Taita Taveta visits Nakuru to benchmark on the Facility Improvement Fund Model
Written by Ruth Magak
A team from Taita Taveta, led by their County Executive Committee Member for Health, Gifton Mkaya, is currently visiting Nakuru to learn about how healthcare is managed and delivered in the County. Nakuru has a reputation as a place where other counties come to learn, and Taita Taveta is now joining more than 40 other counties that have previously visited to study Nakuru’s healthcare financing model.
Nakuru County was recently recognized as a model County for the Facility Improvement Fund (FIF) implementation by the Council of Governors. Nakuru has been working to improve the health outcomes of its residents by reinvesting the fees collected at Level 4 hospitals and the County Referral and Teaching Hospital to enhance the quality of healthcare services.

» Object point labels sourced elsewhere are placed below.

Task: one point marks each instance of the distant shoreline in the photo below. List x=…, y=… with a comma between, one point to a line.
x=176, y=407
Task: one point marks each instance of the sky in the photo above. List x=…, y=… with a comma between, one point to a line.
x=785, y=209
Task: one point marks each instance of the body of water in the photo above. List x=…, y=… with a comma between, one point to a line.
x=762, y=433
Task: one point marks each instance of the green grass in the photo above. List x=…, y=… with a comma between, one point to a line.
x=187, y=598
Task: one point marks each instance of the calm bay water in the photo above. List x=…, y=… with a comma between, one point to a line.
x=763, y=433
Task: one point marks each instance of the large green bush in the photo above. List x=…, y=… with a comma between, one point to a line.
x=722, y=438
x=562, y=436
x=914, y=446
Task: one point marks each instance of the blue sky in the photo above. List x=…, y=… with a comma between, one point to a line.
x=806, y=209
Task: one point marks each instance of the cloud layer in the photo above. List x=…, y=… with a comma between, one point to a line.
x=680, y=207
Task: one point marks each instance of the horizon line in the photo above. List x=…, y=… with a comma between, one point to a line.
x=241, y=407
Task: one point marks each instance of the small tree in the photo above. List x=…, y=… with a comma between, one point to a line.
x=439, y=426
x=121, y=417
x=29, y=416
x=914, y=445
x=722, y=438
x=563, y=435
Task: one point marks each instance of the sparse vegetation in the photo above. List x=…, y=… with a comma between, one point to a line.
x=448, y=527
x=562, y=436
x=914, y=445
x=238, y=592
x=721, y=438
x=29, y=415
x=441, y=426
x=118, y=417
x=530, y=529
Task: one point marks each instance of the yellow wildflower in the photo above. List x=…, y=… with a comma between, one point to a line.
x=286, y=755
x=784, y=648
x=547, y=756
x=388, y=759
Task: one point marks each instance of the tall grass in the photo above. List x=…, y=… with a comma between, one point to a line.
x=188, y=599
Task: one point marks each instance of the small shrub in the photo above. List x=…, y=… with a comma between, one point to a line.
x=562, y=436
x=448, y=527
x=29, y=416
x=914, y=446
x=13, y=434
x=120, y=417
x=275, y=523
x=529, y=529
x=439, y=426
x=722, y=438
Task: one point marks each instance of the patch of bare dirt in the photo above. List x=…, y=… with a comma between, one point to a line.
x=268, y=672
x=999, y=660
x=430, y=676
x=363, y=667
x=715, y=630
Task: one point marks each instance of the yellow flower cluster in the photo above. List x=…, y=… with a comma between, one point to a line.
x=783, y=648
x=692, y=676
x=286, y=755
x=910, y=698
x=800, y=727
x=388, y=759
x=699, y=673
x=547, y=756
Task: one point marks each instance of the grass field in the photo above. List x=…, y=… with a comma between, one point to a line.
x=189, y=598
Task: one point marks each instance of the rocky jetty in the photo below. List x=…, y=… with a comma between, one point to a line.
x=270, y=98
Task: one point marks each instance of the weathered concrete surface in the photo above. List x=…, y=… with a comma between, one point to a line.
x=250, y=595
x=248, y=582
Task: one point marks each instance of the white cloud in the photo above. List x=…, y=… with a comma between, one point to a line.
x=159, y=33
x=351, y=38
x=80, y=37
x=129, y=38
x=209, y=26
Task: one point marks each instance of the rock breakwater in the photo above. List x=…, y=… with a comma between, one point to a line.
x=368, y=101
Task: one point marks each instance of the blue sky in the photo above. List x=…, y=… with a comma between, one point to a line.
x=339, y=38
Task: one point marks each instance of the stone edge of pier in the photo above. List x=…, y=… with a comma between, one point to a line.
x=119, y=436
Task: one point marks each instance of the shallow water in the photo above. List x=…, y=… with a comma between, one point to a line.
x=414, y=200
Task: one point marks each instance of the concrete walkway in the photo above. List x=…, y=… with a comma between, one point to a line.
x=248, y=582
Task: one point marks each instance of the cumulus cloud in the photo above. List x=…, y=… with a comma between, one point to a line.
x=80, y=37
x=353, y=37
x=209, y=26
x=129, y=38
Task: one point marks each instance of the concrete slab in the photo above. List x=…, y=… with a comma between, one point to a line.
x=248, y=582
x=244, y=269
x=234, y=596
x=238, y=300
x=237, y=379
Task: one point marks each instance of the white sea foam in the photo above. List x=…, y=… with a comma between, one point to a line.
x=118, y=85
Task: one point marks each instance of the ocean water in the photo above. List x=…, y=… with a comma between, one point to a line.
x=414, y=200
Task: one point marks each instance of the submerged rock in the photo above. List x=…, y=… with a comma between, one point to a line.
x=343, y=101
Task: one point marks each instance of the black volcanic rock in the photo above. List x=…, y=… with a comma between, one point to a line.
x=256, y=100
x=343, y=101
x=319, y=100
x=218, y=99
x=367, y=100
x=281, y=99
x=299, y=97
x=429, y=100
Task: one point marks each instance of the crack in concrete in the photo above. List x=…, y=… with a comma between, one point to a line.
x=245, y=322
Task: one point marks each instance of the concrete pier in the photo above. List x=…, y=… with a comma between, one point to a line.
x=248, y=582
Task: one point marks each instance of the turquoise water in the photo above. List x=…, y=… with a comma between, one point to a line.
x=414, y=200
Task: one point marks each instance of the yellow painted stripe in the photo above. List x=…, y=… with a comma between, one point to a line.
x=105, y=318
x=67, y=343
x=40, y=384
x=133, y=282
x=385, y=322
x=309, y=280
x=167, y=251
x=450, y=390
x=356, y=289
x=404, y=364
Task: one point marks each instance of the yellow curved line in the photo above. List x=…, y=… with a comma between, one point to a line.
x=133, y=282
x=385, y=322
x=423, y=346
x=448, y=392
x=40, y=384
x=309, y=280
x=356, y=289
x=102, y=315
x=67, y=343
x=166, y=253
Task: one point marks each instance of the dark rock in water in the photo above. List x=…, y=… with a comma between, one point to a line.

Governor Susan Kihika has been dedicated to sustaining healthcare efforts, including automating the drug management system, as promised during her election campaign. She has implemented legislative structures to ensure that the Facility Improvement Fund is retained and reinvested in improving services and healthcare facilities, a commitment that she has maintained from her time as the Speaker of the County Assembly.
Nakuru’s Facility Improvement Fund has steadily increased due to automated revenue collection, resulting in a collection of 1.5 billion Kenyan Shillings in the last financial year. The funds are used to support lower-level hospitals (Level 2 and 3) with drugs and staffing, while Level 4 facilities operate autonomously with efficient management.
Jacqueline Osoro, County Executive for Health, praised the political support from Governor Susan Kihika and the County Assembly for ensuring smooth and efficient healthcare management.
Dr. John Murima, the Chief Officer for Medical Services and the accounting officer in the Department of Health, emphasized that the Facility Improvement Fund model has set a trend in securing financial autonomy for health facilities, ensuring quality healthcare delivery. He highlighted that strong risk management within the Department’s Internal Audit has led to improved fund management, with external audits confirming better financial management by hospitals.
The automation of revenue collection has helped plug financial loopholes and increase collections, with hospitals estimated to collect 1.5 billion Kenyan Shillings quarterly. Hospitals are able to reinvest 100% of what they collect into service delivery.
The Taita Taveta team, like other counties before them, will visit the Nakuru County Referral and Teaching Hospital and select Level 4 hospitals, such as PGH Annexe, to witness the positive effects on the healthcare system.